Obwohl Schlink bereits 1993 für „Selbs Betrug“ den Deutschen Krimipreis erhalten hatte, kam der Erfolg seines Romans „Der Vorleser“ zwei Jahre später einer Sensation gleich. „Der Vorleser“ wurde in 40 Sprachen übersetzt und war das erste deutsche Buch, das auf Platz 1 der Bestsellerliste der „New York Times“ stand. Auch die Kinoversion mit Oscar-Preisträgerin Kate Winslet und David Kross in den Hauptrollen war ein respektabler Erfolg.

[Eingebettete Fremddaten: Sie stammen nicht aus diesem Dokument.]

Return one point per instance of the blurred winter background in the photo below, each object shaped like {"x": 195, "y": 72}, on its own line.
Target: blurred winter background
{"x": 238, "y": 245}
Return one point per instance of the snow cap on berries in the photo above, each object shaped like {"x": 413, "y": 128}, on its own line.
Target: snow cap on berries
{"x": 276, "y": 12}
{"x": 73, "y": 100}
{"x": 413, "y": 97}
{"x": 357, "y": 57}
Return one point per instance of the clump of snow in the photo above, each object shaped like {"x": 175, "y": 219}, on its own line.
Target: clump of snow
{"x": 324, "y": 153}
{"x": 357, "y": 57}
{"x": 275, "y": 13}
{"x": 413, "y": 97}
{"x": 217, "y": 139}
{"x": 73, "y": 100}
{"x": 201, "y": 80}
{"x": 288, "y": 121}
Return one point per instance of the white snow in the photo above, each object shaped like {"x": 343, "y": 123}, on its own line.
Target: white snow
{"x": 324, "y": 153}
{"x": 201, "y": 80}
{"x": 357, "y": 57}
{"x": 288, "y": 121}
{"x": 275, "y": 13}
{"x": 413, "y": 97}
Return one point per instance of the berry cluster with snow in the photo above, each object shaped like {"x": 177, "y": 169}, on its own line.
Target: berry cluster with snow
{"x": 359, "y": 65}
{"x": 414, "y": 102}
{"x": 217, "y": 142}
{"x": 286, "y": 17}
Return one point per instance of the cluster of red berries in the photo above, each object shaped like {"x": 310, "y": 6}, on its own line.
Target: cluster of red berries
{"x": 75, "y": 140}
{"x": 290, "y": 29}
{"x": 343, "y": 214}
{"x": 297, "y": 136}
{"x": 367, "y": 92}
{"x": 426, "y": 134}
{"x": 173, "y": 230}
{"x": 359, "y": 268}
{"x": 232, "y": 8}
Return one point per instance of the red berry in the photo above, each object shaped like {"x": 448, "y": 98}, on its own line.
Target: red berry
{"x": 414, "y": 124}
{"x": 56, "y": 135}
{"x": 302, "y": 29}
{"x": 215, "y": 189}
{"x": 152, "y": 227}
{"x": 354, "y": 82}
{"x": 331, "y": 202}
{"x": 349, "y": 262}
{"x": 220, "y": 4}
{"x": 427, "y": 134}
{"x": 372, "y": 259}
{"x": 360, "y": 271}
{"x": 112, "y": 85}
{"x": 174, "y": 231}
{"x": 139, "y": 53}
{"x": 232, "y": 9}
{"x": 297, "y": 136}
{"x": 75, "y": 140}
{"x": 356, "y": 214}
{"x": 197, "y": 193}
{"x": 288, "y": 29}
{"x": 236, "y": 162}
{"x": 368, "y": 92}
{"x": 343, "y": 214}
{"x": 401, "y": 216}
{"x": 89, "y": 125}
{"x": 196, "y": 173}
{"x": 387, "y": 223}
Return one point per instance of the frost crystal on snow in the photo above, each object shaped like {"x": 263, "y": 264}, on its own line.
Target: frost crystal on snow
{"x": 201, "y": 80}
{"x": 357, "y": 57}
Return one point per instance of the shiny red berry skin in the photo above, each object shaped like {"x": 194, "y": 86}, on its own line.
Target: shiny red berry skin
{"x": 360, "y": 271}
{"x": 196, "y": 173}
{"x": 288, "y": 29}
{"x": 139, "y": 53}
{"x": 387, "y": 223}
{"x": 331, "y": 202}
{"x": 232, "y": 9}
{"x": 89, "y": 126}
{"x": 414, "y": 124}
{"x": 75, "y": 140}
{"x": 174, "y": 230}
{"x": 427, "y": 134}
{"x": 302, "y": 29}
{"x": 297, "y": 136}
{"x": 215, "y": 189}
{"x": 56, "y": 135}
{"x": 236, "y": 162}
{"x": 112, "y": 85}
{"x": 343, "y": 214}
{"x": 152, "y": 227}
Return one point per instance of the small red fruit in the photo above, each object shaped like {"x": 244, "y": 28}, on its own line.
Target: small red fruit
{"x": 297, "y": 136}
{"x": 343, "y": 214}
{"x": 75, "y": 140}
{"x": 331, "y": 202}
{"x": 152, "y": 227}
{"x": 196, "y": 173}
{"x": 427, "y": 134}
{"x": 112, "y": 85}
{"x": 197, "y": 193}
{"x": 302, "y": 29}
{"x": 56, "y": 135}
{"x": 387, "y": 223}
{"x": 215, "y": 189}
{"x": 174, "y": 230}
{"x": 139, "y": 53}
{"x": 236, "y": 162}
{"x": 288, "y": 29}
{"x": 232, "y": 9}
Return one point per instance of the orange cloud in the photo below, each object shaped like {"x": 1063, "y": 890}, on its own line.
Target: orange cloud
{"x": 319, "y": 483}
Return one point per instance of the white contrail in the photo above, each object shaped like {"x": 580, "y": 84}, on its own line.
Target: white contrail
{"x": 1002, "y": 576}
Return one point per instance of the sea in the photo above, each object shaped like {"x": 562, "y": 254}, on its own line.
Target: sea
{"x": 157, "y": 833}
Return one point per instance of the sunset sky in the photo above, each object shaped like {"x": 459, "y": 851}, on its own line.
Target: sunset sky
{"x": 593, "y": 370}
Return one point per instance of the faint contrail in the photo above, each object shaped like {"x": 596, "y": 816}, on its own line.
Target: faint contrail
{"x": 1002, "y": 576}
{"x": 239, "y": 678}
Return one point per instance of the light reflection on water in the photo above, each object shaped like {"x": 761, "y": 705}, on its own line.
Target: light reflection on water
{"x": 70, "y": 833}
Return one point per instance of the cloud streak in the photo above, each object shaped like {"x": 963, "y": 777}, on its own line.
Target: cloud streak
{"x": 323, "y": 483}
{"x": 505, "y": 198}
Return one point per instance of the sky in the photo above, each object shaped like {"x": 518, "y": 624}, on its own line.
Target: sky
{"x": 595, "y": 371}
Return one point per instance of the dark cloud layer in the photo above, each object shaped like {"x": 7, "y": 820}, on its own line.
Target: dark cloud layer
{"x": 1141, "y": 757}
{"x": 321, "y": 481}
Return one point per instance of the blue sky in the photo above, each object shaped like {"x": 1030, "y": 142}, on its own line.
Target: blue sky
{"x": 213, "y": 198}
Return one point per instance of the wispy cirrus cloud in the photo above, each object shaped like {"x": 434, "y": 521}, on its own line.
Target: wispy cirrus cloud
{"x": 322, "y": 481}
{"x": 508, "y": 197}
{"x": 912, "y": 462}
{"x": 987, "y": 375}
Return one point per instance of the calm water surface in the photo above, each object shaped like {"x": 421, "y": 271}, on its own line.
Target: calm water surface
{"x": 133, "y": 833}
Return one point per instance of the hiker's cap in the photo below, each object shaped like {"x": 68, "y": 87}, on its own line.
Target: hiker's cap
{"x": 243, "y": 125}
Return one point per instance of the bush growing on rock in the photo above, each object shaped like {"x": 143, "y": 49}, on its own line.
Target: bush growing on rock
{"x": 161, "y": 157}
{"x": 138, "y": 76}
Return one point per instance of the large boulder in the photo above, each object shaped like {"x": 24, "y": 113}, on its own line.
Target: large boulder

Die Handlung beginnt Ende der 1950er-Jahre mit der unkonventionellen Liebesbeziehung zwischen dem 15-jährigen Akademikersohn Michael Berg und der über zwanzig Jahre älteren Straßenbahnschaffnerin Hanna Schmitz. Unkonventionell nicht nur des Altersunterschiedes wegen, sondern, weil sich der junge Michael auch noch als eifriger Vorleser für die reife Frau betätigt. So plötzlich, wie Hanna in Michaels Leben getreten ist, verschwindet sie auch wieder. Michael beginnt ein Jurastudium und nimmt als Hospitant an einem Kriegsverbrecherprozess teil. Völlig irritiert und ratlos erkennt er auf der Anklagebank seine einstige Geliebte wieder, die in jungen Jahren als SS-Mitglied Aufseherin in einem Konzentrationslager war.

Michael verfolgt den Prozess weiter und erfährt, dass sich Hanna auch im KZ von jungen Häftlingen aus Büchern vorlesen ließ. Dies wird vom Gericht als besonders „grausame Methode“ gewertet und die Analphabetin Hanna muss für 18 Jahre ins Gefängnis. Später schickt Michael – inzwischen Juraprofessor – Hanna Tonbandcassetten mit Aufnahmen von belletristischen Werken ins Gefängnis, wo sie unter großen Mühen lesen und schreiben lernt.

Was hat Schlinks grandiosen Erfolg vor 14 Jahren ausgemacht? War es die Tatsache, dass er einer NS-Täterin ein greifbares Gesicht und menschliche Züge verlieh, ohne für sie beim Leser um Mitleid zu buhlen? Oder hatte der Autor mit seiner männlichen Hauptfigur Michael Berg und deren fast flehender Frage den Nerv der Generation der Nachgeborenen getroffen: „Was sollte und soll meine Generation der Nachlebenden eigentlich mit den Informationen über die Furchtbarkeit der Vernichtung der Juden anfangen?“

„Wer das Vergangene nicht im Umgang mit Texten präsent halten kann, wird zu einer geschichtslosen Existenz“, hatte Bernhard Schlink in einem seiner wenigen Interviews einmal sein literarisches Credo beschrieben. Um Geschichte, um Heimat und Suchbewegungen dreht sich auch der 2006 erschienene Roman „Die Heimkehr“. Variantenreich verarbeitete Schlink das Heimkehrer-Motiv und Anleihen aus der Odyssee – fraglos der kompositorisch anspruchsvollste Schlink-Roman.

Heftig diskutiert wurde auch sein letzter Roman „Das Wochenende“ (2008), in dem ein nach langer Haftzeit entlassenes RAF-Mitglied im Zentrum steht. Das Treffen mit Familienmitgliedern und alten Freunden wird für den todkranken Protagonisten Jörg zum Alptraum. 2010 folgte noch der Erzählungsband „Sommerlügen“.

„Ich fand immer die Vorstellung schön, dass mein Buch an der Bahnhofsbuchhandlung gekauft, auf die Reise mitgenommen und im Zug gelesen wird.“ Bernhard Schlink ist auf eine geradezu sympathische Weise bescheiden geblieben, und wir dürfen uns jetzt schon auf seinen neuen Ende August erscheinenden, spannenden und psychologisch fein gesponnenen Roman „Die Frau auf der Treppe“ freuen. Darin geht es um ein wertvolles Gemälde, das eine Frau auf der Treppe zeigt, und um eben jene Frau in einer Auseinandersetzung zwischen drei Männern.